En réponse au Hamas, un dirigeant du Fatah, Azzam al-Ahmad, a évoqué une prochaine réunion entre les deux partis suivie d'une rencontre élargie aux autres factions palestiniennes, dans l'optique de discuter d'un document sur la réconciliation.

"Le gouvernement palestinien doit à présent revenir à Gaza pour exercer son autorité, comme il le fait en Cisjordanie", a dit Azzam al-Ahmad, cité par l'agence officielle Wafa. Le président Abbas se trouve actuellement à New York, où il doit s'exprimer mercredi devant l'Assemblée générale de l'ONU.

Reconnue par la communauté internationale, l'Autorité palestinienne qu'il dirige est à couteaux tirés avec le Hamas depuis que celui-ci l'a évincée de la bande de Gaza au prix d'une quasi-guerre civile en 2007.

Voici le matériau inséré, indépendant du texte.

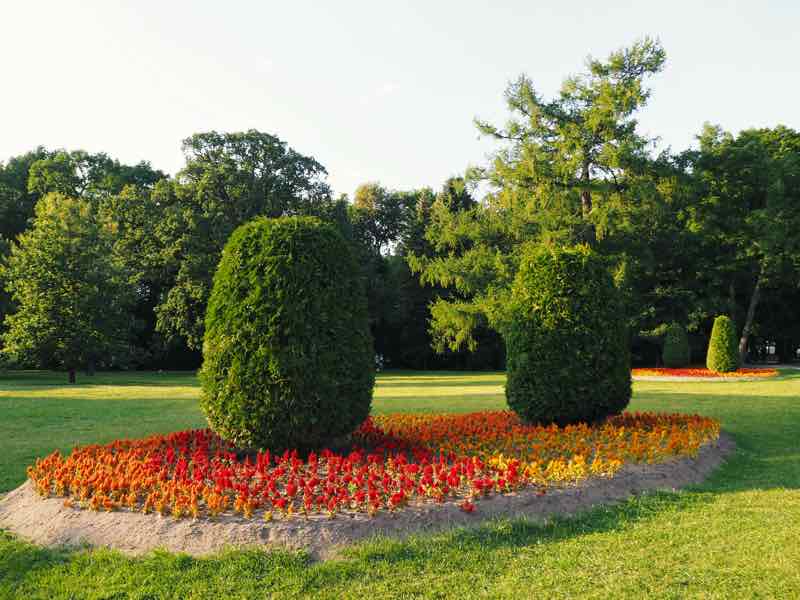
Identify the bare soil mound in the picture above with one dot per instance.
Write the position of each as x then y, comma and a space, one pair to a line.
49, 522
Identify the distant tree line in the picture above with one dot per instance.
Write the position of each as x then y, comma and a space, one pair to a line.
107, 265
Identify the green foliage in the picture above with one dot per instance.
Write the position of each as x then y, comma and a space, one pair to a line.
676, 347
70, 295
723, 349
568, 356
228, 179
287, 355
567, 172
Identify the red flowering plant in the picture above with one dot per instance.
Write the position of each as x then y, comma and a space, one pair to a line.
687, 372
396, 461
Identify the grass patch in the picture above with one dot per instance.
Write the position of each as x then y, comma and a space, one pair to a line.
734, 536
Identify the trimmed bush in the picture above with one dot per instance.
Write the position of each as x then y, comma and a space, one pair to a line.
723, 349
287, 354
567, 346
676, 347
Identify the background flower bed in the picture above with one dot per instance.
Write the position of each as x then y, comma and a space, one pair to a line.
700, 372
395, 459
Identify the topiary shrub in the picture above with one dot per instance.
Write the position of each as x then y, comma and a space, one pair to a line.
676, 347
723, 349
287, 354
568, 356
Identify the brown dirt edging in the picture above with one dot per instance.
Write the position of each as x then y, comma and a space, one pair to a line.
49, 522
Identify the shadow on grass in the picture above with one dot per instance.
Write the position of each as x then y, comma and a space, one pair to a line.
25, 381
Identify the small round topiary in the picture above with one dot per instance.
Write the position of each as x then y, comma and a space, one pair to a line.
676, 347
568, 354
287, 354
723, 350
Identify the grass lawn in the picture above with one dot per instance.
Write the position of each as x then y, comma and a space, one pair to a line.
738, 535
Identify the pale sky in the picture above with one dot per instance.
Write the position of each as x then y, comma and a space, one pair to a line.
376, 91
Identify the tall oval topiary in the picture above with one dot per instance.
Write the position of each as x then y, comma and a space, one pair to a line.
676, 347
568, 355
723, 349
287, 354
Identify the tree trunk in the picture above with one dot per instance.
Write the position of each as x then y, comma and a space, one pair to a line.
589, 236
748, 321
732, 302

Améliorer la situation humanitaire

L'émissaire de l'ONU pour le Proche-Orient, Nickolay Mladenov, a lui aussi salué l'annonce du Hamas, et jugé prioritaire pour le gouvernement palestinien d'améliorer la situation humanitaire dans l'enclave.

La bande de Gaza, qui compte quelque deux millions d'habitants, est soumise depuis dix ans à un blocus impitoyable de l'Etat hébreu, doublé d'une fermeture quasi permanente par l'Egypte de sa frontière depuis 2013. Elle a connu depuis 2007 une quasi-guerre civile et trois guerres avec Israël.

Les blocus étouffent l'économie de l'enclave palestinienne. Le taux de chômage s'élève à 42% et 80% des Gazaouis sont tributaires d'une aide, selon la Banque mondiale.